Blogging is a terribly, terribly egotistical activity. It assumes that the world in general cares what I, personally, have to say about whatever topics catch my fleeting, Internet-era attention. It’s so egotistical, in fact, that some people (bloggers all) have carelessly described blogging as journalism, by which standard anyone who turns to anyone else and says, “so I read/heard/saw X in/on The New York Times/NPR/CNN and I think …” is a journalist. Even with the tiny taste of journalistic experience I have (three years on my university’s campus newspaper), I know that journalism takes far more than an opinion.

So if all I have to offer is an opinion, why should anyone care? My dad used to say that opinions are like assholes – everyone has one, but you don’t show them off in polite company. But I spend a lot of time online these days – both for work and to read the news – and it’s hard not to see that todays politics is increasingly driven by what’s said online, whether or not what’s said is worthwhile.

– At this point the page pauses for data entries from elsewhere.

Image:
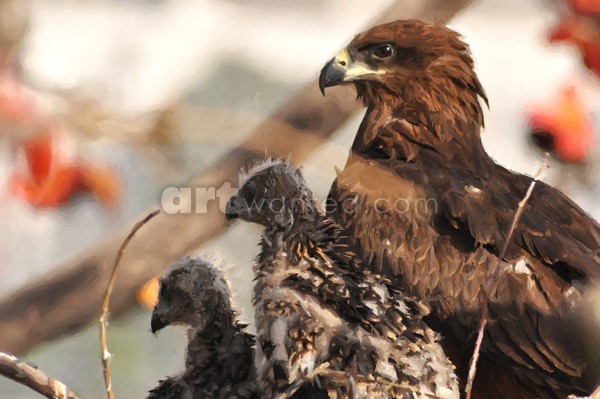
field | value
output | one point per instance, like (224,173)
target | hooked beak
(343,69)
(157,322)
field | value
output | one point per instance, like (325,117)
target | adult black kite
(425,205)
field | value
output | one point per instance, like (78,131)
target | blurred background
(106,103)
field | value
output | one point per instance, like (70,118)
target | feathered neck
(309,232)
(438,116)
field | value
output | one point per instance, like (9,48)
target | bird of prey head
(416,72)
(193,293)
(271,193)
(396,56)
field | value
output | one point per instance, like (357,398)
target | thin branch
(494,276)
(105,304)
(299,127)
(28,375)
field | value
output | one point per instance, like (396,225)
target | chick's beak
(157,322)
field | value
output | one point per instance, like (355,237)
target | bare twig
(105,304)
(299,127)
(28,375)
(494,276)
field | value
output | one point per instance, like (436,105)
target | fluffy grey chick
(219,360)
(316,304)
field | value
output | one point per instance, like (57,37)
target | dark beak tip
(157,324)
(331,75)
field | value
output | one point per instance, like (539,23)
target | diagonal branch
(106,302)
(298,128)
(494,277)
(28,375)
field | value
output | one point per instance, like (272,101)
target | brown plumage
(426,206)
(316,304)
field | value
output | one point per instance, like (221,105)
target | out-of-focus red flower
(582,32)
(591,7)
(564,129)
(50,181)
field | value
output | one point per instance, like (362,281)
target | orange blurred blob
(564,129)
(147,295)
(50,181)
(586,6)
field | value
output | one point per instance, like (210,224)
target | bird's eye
(382,51)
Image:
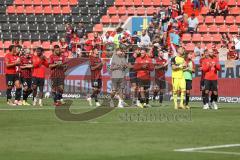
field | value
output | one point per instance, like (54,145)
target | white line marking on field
(207,149)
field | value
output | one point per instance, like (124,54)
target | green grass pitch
(32,133)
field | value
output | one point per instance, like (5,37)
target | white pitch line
(206,148)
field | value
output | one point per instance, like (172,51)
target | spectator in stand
(192,23)
(145,39)
(198,51)
(232,54)
(80,30)
(236,41)
(223,8)
(213,8)
(196,4)
(69,33)
(151,30)
(75,43)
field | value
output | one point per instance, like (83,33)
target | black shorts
(11,78)
(161,83)
(211,85)
(56,82)
(144,83)
(97,83)
(27,82)
(38,81)
(202,85)
(188,84)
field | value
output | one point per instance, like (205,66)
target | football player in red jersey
(161,66)
(38,76)
(12,78)
(211,67)
(96,76)
(57,67)
(26,74)
(144,66)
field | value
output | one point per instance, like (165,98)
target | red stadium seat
(216,38)
(20,9)
(207,38)
(203,28)
(73,2)
(112,11)
(115,19)
(131,11)
(223,29)
(229,20)
(38,9)
(119,3)
(29,10)
(209,20)
(233,29)
(57,10)
(105,19)
(46,45)
(190,47)
(55,2)
(147,2)
(219,20)
(137,2)
(156,3)
(204,10)
(213,29)
(166,2)
(235,11)
(200,19)
(48,10)
(122,11)
(66,10)
(232,3)
(151,10)
(140,11)
(64,2)
(128,3)
(237,20)
(197,38)
(11,10)
(29,2)
(186,37)
(98,28)
(7,44)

To the extent that I have something valuable to say, it’s because I think I can offer a perspective that isn’t represented anywhere else out there. My background crosses some of the major cultural divides of present-day politics: I’m a baptized member of the Mennonite Church who grew up in rural, conservative Lancaster County, PA, and I presently live in Idaho, in one of the few congressional districts in the nation to remain solidly Republican in the 2006 election. However, my parents raised me to view the Bible as an important, not infallible story; I voted for the Greens in 2000 (for every post except President); and I’m living in Idaho because I’m earning a doctorate in evolutionary biology in the excellent biology department at the University of Idaho. Does that make my perspective unique enough to rate a personal soapbox? I guess we’ll have to wait and see.


To refer to peregrinating Celtic monks and fundamentalist lobbyists, Origen and Oral Roberts, the Desert Fathers and Tim La Haye, Jerry Falwell and Dante, St. Francis and the TV “prosperity gospel” hucksters, Lady Julian of Norwich and Tammy Faye Baker, or John of the Cross and George W. Bush all as Christian stretches the word so thin its meaning vanishes. The term “carbon-based life-form” is as informative.
–David James Duncan, “What Fundamentalists Need,” Orion Magazine, July/August 2005.